Am Donnerstag meldete die Berner Nationalrätin, dass sie sich eine Kandidatur überlegen werde, nach Gesprächen mit Familie und Partei.
Die Tessiner SP-Ständerätin Marina Carobbio will nicht in den Bundesrat. Die 56-Jährige kandidiert bereits für einen Sitz in der Tessiner Regierung.
Sie wolle sich auf diese Aufgabe konzentrieren, erklärte SP-Tessin-Co-Präsidentin Laura Riget auf Anfrage von Keystone-SDA. Marina Carobbio wurde 2019 in den Ständerat gewählt. Davor war sie während 12 Jahren Mitglied des Nationalrats.
Anfang September gab die auf Palliativpflege spezialisierte Ärztin bekannt, für den freiwerdenden Sitz in der Tessiner Regierung zu kandidieren. SP-Regierungsrat Manuele Bertoli tritt bei den Wahlen im April 2023 nicht mehr an.
Die Männer, denen immer wieder Bundesrats-Format attestiert wird, müssen sich voraussichtlich noch etwas gedulden. Nationalrat Jon Pult sagt gegenüber watson, er sei der Ansicht, dass eine Frau die Nachfolge von Sommaruga antreten solle. «Nur zwei Frauen im Bundesrat im Jahr 2023 wäre nicht auf der Höhe der Zeit.»
Auch Daniel Jositsch werden immer wieder Bundesrats-Ambitionen nachgesagt.
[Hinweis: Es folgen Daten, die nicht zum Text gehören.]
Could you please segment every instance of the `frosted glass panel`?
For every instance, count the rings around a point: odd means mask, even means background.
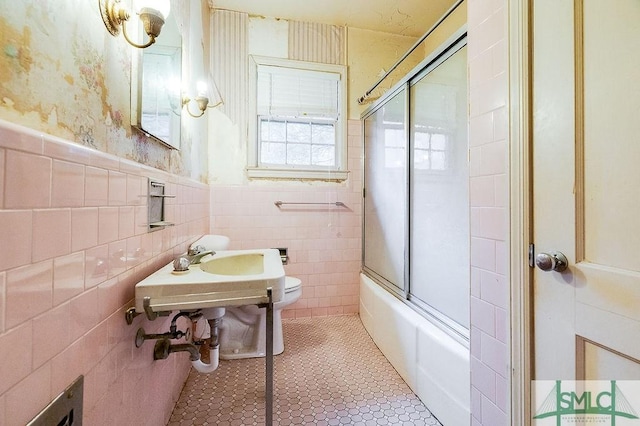
[[[410,89],[410,294],[469,328],[467,49]]]
[[[364,121],[364,265],[404,289],[406,91]]]

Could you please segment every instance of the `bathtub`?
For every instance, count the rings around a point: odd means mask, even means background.
[[[384,356],[443,425],[470,423],[467,347],[364,274],[360,318]]]

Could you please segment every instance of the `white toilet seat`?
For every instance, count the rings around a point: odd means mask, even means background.
[[[284,351],[282,310],[302,296],[302,281],[285,276],[284,298],[273,304],[273,354]],[[262,357],[266,352],[266,310],[256,305],[226,308],[220,326],[220,359]]]

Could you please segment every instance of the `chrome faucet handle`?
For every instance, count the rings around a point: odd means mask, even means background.
[[[203,245],[198,244],[197,246],[189,247],[187,254],[189,256],[195,256],[197,254],[203,253],[207,251],[207,248]]]
[[[191,265],[191,259],[186,256],[180,256],[173,261],[173,270],[175,272],[185,272],[189,270],[189,265]]]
Er findet das von seiner Partei vorgesehene Ticket mit zwei Frauen diskriminierend. Dadurch werde eine Männer-Kandidatur verhindert.
Persönlich denke er über eine Kandidatur nach, sagte er am Freitagabend in der Sendung «Forum» des Westschweizer Radios RTS. Zurzeit diskutiere er mit Fraktionsmitgliedern darüber und vor allem mit seiner Familie. Wenn er kandidiere, werde er auch um einen Platz auf dem Ticket kämpfen.
Nach der jahrhundertelangen Diskriminierung der Frauen, seien nun die Männer von dem Phänomen betroffen, fuhr er fort. Er werde der SP-Fraktion vorschlagen, keine Grenzen für die Bundesratskandidaturen abzustecken.
Er plädiere nicht unbedingt für einen Mann. Entscheide die Fraktion, zwei Frauen seien die beste Wahl, würden zwei Frauen auf dem Ticket stehen. Für ihn seien die Kompetenzen und die Fähigkeit, in einer Kollegialbehörde mit zu regieren, aber wichtiger als das Geschlecht.